After lobbying Tony Blair to deregulate the gambling industry in 2005, Rupert Murdoch’s Sky Plc competed vigorously with Paddy Power and Betfair in the UK by building up Sky Betting & Gaming which was eventually sold to Canada’s The Stars Group for $US4.7 billion in April 2018, generating around $2 billion in clear profits for the Murdoch interests.
The Murdochs shortly after relinquished control of Sky Plc as part of their circa $100 billion sale of 21st Century Fox’s entertainment assets to Disney and Comcast last year. This left them with News Corp and a slimmed down Fox Corp which Lachlan Murdoch took charge of in March last year when his brother James Murdoch quit the Fox board.
Lachlan had nothing to do with the family’s gambling successes in the UK, but clearly wants to replicate it in the US after the US Supreme Court legalised sports gambling in May 2018.
In May last year, Lachlan drove the establishment of Fox Bet in the US, a 50-50 joint venture between Fox Corp and The Stars Group focused on sports gambling in the US. As part of this deal, Fox Corp laid out $US236 million buying 14.35 million shares or a 5% stake in The Stars Group.
Caledonia’s Will Vicars and Lachlan were then intimately involved in the negotiations which drove the merger of The Stars Group with Paddy Power Betfair (already renamed Flutter Entertainment last year), which was announced last October and came into effect only a few weeks ago on May 5.
Fox Corp received 3.233 million shares in Flutter through the merger process which are currently worth $US225 million, however it also recently participated in a $US1 billion Flutter placement.
One of the surprising moves of the merger process has been the decision to ditch the Beteasy brand and run the combined Stars-Flutter Australian operation through the Sportsbet brand.
This will make Sportsbet bigger than Tabcorp when it comes to online gambling but smaller when you consider Tabcorp’s land-based operations through TAB outlets, pubs, clubs and gambling at race tracks.

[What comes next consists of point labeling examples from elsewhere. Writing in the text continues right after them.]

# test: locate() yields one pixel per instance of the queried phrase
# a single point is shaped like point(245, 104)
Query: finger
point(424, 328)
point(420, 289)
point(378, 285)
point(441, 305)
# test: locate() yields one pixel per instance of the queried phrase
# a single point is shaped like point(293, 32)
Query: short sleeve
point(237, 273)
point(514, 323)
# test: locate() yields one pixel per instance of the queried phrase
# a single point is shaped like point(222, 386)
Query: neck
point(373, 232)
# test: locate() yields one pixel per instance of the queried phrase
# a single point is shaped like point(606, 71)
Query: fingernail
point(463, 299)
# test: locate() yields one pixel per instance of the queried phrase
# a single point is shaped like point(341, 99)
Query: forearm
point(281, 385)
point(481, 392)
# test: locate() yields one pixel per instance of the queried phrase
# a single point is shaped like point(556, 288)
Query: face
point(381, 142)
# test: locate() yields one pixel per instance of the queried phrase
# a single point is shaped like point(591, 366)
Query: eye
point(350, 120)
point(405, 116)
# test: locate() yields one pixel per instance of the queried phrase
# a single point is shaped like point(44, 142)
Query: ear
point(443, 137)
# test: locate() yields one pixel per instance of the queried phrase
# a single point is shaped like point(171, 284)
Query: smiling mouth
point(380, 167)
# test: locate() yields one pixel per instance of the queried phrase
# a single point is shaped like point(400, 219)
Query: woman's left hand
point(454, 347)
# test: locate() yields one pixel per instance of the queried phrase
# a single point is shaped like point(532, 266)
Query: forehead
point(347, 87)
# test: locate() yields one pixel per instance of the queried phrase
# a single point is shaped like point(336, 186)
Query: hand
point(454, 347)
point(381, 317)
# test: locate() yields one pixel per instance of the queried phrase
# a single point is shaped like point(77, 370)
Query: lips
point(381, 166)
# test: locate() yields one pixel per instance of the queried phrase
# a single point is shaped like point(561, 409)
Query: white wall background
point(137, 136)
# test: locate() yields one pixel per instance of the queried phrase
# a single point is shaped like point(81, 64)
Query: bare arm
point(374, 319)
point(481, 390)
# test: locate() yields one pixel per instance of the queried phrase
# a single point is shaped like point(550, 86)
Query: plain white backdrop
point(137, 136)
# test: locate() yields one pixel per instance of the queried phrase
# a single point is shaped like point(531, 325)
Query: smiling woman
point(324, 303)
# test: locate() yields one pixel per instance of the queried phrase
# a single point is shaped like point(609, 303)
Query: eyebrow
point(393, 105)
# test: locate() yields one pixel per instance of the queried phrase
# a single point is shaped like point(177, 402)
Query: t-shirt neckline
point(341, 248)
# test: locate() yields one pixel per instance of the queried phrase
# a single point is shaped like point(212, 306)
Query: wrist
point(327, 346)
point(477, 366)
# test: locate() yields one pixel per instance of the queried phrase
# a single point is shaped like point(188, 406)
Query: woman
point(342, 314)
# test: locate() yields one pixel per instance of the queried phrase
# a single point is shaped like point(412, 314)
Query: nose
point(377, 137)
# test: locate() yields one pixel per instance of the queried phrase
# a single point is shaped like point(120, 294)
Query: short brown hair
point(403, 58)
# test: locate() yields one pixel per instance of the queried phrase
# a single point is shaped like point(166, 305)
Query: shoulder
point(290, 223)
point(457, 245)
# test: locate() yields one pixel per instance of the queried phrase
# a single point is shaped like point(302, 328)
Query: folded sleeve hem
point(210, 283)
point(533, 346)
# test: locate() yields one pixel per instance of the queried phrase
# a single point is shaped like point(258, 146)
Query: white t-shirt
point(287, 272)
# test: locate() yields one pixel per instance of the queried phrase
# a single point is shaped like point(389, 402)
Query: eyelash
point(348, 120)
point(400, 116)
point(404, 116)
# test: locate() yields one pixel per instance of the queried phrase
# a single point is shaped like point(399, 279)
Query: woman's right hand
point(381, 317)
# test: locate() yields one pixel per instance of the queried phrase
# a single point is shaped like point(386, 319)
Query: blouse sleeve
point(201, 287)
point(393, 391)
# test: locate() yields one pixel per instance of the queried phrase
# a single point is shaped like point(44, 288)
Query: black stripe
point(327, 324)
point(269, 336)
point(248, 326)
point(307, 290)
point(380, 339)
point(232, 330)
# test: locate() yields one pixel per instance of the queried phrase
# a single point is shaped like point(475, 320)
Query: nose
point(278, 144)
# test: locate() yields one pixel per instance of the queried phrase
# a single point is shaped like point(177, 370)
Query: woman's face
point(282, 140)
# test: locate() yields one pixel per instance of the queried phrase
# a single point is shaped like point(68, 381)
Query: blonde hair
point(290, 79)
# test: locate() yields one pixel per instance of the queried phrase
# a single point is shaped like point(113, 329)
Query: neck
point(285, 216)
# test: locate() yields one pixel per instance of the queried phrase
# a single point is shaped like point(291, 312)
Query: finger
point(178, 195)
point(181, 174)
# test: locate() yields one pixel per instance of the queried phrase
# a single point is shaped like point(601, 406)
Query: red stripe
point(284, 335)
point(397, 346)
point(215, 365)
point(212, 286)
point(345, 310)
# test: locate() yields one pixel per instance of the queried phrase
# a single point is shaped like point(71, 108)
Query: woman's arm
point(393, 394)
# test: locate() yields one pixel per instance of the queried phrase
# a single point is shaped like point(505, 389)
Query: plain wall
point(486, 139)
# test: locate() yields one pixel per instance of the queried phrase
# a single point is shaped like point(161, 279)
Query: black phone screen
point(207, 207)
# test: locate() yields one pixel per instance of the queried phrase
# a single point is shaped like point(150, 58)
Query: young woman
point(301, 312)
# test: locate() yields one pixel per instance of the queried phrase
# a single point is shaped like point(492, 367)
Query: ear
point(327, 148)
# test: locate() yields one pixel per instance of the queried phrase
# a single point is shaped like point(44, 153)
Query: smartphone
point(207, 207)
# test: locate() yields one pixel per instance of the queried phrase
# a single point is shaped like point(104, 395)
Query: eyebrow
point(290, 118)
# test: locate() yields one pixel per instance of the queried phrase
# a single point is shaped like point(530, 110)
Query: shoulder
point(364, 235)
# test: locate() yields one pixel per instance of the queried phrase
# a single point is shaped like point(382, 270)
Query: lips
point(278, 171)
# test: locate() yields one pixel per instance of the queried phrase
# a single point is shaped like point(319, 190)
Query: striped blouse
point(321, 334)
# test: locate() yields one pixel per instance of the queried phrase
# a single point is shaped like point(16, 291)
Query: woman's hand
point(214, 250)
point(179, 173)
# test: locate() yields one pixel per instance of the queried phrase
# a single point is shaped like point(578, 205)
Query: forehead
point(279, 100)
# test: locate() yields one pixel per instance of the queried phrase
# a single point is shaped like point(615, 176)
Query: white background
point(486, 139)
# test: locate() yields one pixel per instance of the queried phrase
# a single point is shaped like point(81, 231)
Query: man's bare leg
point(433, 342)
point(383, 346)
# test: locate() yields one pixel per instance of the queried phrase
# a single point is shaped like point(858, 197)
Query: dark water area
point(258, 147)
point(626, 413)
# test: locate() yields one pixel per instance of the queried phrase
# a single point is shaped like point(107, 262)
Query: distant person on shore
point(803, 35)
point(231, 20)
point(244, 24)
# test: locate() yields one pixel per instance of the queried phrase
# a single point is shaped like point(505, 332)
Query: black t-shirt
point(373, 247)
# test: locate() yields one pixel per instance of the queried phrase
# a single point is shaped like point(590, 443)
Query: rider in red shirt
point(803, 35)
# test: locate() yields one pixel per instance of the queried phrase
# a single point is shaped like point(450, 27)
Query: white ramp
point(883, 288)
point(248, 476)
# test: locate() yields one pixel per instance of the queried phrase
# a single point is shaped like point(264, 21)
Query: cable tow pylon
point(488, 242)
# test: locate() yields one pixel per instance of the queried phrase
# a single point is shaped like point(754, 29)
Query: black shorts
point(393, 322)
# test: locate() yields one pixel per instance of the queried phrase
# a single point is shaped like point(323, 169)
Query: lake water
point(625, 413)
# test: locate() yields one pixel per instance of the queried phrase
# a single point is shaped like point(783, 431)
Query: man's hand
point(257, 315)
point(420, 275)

COVID-19 has been a bonanza for Flutter with land-based gambling operations largely closed around the world. Flutter released an update on May 17 which claimed its Australian revenue was up 56% for the quarter and included this commentary about its Sportsbet business in Australia:
Revenue in Australia … has benefitted from the continuation of horse-racing (behind closed doors) and retail remaining shut. This has led to an acceleration in the migration of retail customers to online, with our products and promotions proving attractive to a new cohort of online customers.
Masterchef gambling gimmicks are exactly the sort of tactic which has driven this growth and if Australian regulators were serious, gambling companies would not be allowed to advertise during Masterchef.
And if the Murdochs weren’t conflicted by being up to their eyeballs in the gambling industry, you’d hope their tabloid newspapers would also be campaigning against obviously dodgy practices such as allowing bets to be taken on a pre-recorded program.